Siempre he sido de los que cierran la puerta al salir.
Por eso me extraña que la avenida sea
una plancha de espejos
que se cierne contra mi cuerpo
(que se evapora)
en la tórrida espesura de las puertas que se abren,
en los resquicios lúdicos de un ayer
que incluso ayer fue terrible;
pero hoy,
es diamante lijado con los aserrines de mi piel
que se acaba
Hoy siempre ha sido el peor día para vivir.

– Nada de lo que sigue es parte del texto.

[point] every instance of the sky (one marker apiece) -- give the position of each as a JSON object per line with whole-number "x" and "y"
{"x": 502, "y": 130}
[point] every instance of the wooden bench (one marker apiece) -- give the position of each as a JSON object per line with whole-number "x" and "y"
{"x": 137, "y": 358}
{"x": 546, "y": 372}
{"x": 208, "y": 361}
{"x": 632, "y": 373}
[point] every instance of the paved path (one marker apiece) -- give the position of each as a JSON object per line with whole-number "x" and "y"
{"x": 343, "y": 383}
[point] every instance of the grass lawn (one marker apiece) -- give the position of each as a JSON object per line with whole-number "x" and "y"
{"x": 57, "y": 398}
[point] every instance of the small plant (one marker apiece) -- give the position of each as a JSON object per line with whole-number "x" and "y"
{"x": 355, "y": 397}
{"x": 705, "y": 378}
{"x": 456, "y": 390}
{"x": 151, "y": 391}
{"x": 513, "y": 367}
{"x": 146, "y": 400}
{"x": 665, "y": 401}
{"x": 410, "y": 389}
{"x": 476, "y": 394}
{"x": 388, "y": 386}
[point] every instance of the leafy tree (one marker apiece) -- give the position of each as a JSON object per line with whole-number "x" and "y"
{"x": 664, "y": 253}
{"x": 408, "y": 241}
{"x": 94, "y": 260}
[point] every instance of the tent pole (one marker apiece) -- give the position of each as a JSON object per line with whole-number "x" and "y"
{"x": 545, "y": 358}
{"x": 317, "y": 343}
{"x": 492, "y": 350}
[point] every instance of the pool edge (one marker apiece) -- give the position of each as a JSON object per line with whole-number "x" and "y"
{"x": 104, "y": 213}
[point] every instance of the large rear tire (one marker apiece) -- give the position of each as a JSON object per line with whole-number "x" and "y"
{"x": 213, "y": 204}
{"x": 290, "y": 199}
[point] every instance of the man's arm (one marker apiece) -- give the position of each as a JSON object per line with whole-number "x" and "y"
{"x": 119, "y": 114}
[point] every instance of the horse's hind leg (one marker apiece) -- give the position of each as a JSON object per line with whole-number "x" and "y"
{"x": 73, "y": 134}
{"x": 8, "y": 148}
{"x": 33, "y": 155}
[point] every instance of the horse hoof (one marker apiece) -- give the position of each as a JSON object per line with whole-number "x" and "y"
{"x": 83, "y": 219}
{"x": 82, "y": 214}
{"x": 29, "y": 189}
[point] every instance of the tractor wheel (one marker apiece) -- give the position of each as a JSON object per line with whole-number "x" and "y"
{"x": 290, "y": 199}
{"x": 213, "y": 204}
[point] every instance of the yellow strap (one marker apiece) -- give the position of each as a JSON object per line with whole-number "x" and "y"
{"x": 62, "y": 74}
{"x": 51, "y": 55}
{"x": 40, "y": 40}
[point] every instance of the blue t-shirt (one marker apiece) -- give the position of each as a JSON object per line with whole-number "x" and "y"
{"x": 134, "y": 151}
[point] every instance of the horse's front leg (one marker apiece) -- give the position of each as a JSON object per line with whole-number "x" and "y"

Por eso clamo a las tres de la mañana
una abulafia de amores muertos
y todas mis asfixias bailan
la percusión de una pantalla que recita
grafemas de quereres viejos, de redes invisibles
desaparecidas
y toda esa oscuridad
pregunta si apareceran mis letras en el mantra de otra cama.
Hoy siempre ha sido el peor día para vivir:
toda la avenida es un amasijo de polvorobsidiana
que me besa las rodillas
y este aire espeso de misterios
hace mucho que no silva presagios en mis venas,
más allá de una estadística polar que me deshiela…
Cada gota de sangre en el camino
es un acercarse al reflejo de las puertas y sus quicios,
como si hubiese olvidado cerrar la llave
y fuera ese mismo cauce en escapada
el que me arrastra a ellas.
Hoy siempre ha sido el peor día para vivir.
Ayer no pesan las piedras ni arden
los grises en la hoguera del mañana,
ayer es la anécdota, los amores desalados,
la fotografía;
hoy son las dendritas temblorosas,
los dientes que se astillan, el hambre
y un ahogarse en este cauce urobórico
que siempre anda hacia la tierra.
Hace muchos años que guío a mi sombra,
hace muchos años que me estoy muriendo,
hace muchos que me sigue
y no he aprendido
nada
como no sea
que unas gotas de limón en el tequila,
o un pedazo de flan en el momento justo
pueden alejarme a la parca del costado.